PARIS, FRANCE – JUNE 2011: The Gare de l’Est is a train station that connects Paris to Germany, Russia, Switzerland, and other points abroad via high-speed rail, as well as serving as a hub for the Paris Metro. Built in 1849 and with significant additions, Gare de l’Est is one of the oldest and one of the largest train stations in Paris. But despite its age and historical significance (it was from Gare de l’Est that legions of French troops went to the Western fronts of both World Wars), the train station melds old and new elements to form an aesthetic that is strikingly contemporary. Recently, SNCF (France’s railway company) hired United Kingdom- and France-based Sound Directions to update its ticket sales area with sound reinforcement to deliver information and revenue-generating s to waiting customers. Sound Directions relied on a Symetrix Jupiter
4 “zero learning curve” audio processor to provide ambient noise sensing, in addition to other processing, with minimal setup time and at a maximum performance-to-cost ratio.
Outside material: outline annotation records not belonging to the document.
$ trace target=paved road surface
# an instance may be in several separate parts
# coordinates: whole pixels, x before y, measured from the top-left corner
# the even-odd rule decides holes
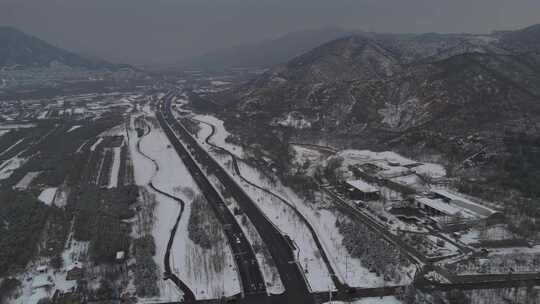
[[[242,290],[245,296],[266,296],[266,285],[259,264],[234,215],[229,211],[221,196],[206,178],[205,174],[176,137],[169,122],[165,120],[163,113],[157,113],[158,121],[169,138],[172,146],[186,165],[199,189],[203,192],[206,200],[215,211],[218,220],[223,224],[225,235],[229,240],[238,273],[240,274]]]
[[[291,303],[291,304],[303,304],[313,303],[314,298],[310,294],[308,283],[302,273],[301,268],[295,262],[295,255],[292,249],[292,243],[290,239],[286,238],[280,233],[280,231],[270,222],[270,220],[262,213],[257,207],[255,202],[243,191],[242,187],[238,185],[231,176],[214,160],[209,154],[199,146],[198,142],[181,126],[176,119],[174,119],[171,113],[171,100],[165,97],[165,102],[159,105],[158,120],[166,133],[173,142],[173,145],[177,147],[177,151],[181,155],[182,159],[189,167],[197,167],[195,161],[191,159],[191,156],[185,151],[183,145],[180,144],[180,140],[174,135],[174,132],[169,127],[172,126],[180,134],[181,140],[187,144],[188,148],[193,151],[193,154],[197,157],[197,160],[204,164],[209,172],[212,172],[220,182],[231,192],[232,196],[238,202],[245,214],[253,222],[257,231],[261,235],[262,240],[267,245],[268,250],[274,260],[274,263],[278,269],[281,281],[285,287],[285,298],[280,300],[279,303]],[[184,150],[182,152],[182,150]],[[191,169],[190,169],[191,170]],[[197,171],[197,170],[194,170]],[[199,170],[200,171],[200,170]],[[202,172],[195,172],[195,176],[200,174],[199,179],[206,178]],[[223,205],[223,208],[226,208]],[[242,243],[247,243],[247,240],[243,240]],[[251,248],[251,247],[250,247]],[[276,303],[270,301],[268,303]],[[262,299],[257,299],[252,303],[265,303]]]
Sound Directions has over a decade of experience in the United Kingdom, and, in recent years, it has extended its reach across the English Channel. Apart from importing and distributing professional audio products for a range of applications, Sound Directions specializes in public address integration for hotels, transportation hubs, conference centers, and the like. The company also has a unique aptitude for delivering directional sound for digital signage and museums, which they put to good use at Gare de l’Est. The installation was completed by integration specialist Audio Visuel Zoom, one of the regions leading audio/visual integrators.
To prevent the sound intended for the waiting queue from contributing to the overall din, Sound Directions systems specialist, Christophe Palluat de Besset selected MystSystems PAN64 ceiling-mounted loudspeakers. The PAN64 broadcasts in a square of 64-centimeters at a constant level for up to fifteen meters, with a remarkably steep drop-off outside that beam width. A modest rack of MystSystems B17 100-volt amplifiers provides power.
“The main challenge at Gare de l’Est is the huge variability in the number of customers at different times of the day and thus the huge variability in ambient noise,” said Palluat. “It was evident that we had three options. We could make it loud enough to be heard in crowded conditions, but then we would blow people away at the less busy times. We could make it appropriately loud for those less busy times, but then people would miss the information when it was crowded. The ideal solution was to implement ambient noise sensing that would adjust to match the ambient noise.”
Partly because of Symetrix’ long history with building first-rate ambient noise sensing (called SPL Computing by Symetrix) systems for airports, partly because of the Jupiter’s promise of quick setup, and partly because of the Jupiter’s competitive pricing, Palluat selected the Jupiter 4 to provide not just the SPL Computing, but also the rest of the system’s processing requirements. Three sensor microphones located at strategic locations near the SNCF desk monitor ambient noise for use in the Jupiter’s SPL Computing algorithm.
Modeled after smartphone technology, which allows a handheld device to take on a multitude of functions by virtue of “apps” that the user downloads, the Jupiter hardware takes on a multitude of processing personalities by virtue of apps that the user downloads from the Symetrix.co website. For Gare de l’Est, Palluat used the “Gain Sharing Automixer #1” app. In addition to the SPL Computing functionality, he used parametric equalization to reduce frequencies near 150 Hz, thereby increasing directivity, and boosting frequencies near 5000 Hz to improve intelligibility.